MALDI-FTICR MSI analysis revealed an increase in 6-phosphogluconate, CTP and ATP levels in MDA-MB-231.CCR5^+/+ tumors compared to MDA-MB-231.CCR5^−/− tumors. 6-phosphogluconate is a key intermediate in the pentose phosphate pathway and is converted to ribulose 5-phsophate by phosphogluconate dehydrogenase catalysis. Accumulation of 6-phosphogluconate enables the shuttling of intermediates into anabolic pathways for macromolecule biosynthesis, a metabolic signature that supports cell proliferation and invasion. In addition to serving as high energy molecules, ATP and CTP are also involved with RNA and glycerophospholipid synthesis. High ATP levels further serve to antagonize the AMP-activated protein kinase (AMPK) while promoting the activation of mTOR and energy-intensive protein biosynthesis, another hallmark of anabolic metabolism. MDA-MB-231.CCR5^−/− tumors had higher levels of glycerol 3-phosphate. Conversion of dihydroxyacetone phosphate to glycerol 3-phosphate – the glycerol 3-phosphate shuttle – is a mechanism whereby NADH that accumulates in the cytosol during glycolysis may be utilized to generate ATP by mitochondrial oxidative phosphorylation, thereby coupling glycolysis and mitochondrial ATP production. Given the slower rate of glycolysis in MDA-MB-231.CCR5^−/− tumors, we infer that the increase in glycerol 3-phosphate levels in the MDA-MB-231.CCR5^−/− cells could be a compensatory mechanism to increase ATP production through oxidative phosphorylation by generating additional high potential equivalents via the glycerol 3-phosphate shuttle.

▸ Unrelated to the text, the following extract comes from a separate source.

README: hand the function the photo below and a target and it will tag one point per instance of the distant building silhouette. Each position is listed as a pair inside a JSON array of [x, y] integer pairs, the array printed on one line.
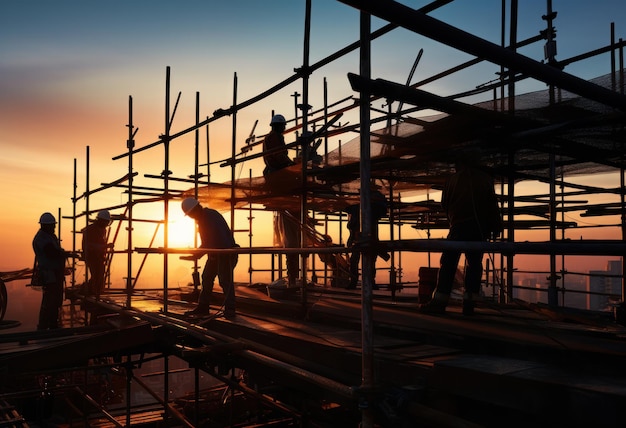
[[604, 281]]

Viewed altogether, the data indicate that CCL5 activation of CCR5 in breast cancer cells is associated with increased metabolic activity during tumor onset. This increase in glucose uptake and ATP generation fuels the energy and biosynthetic demands of tumor cells, enhancing cell proliferation and tumorigenesis. Our findings are consistent with published studies that have identified the importance of CCR5 in breast tumor progression [27, 56]. Our results suggest that, even in the absence of immune cells, the expression of CCR5 on tumor cells enables tumor growth in an environment where CCL5 is produced, mediated by upreguation of metabolic events. Our ongoing studies are directed towards characterizing the significance of the effects of CCL5-CCR5 interactions on increasing the metabolic activity of tumor cells, specifically in the context of a complex immune cell microenvironment.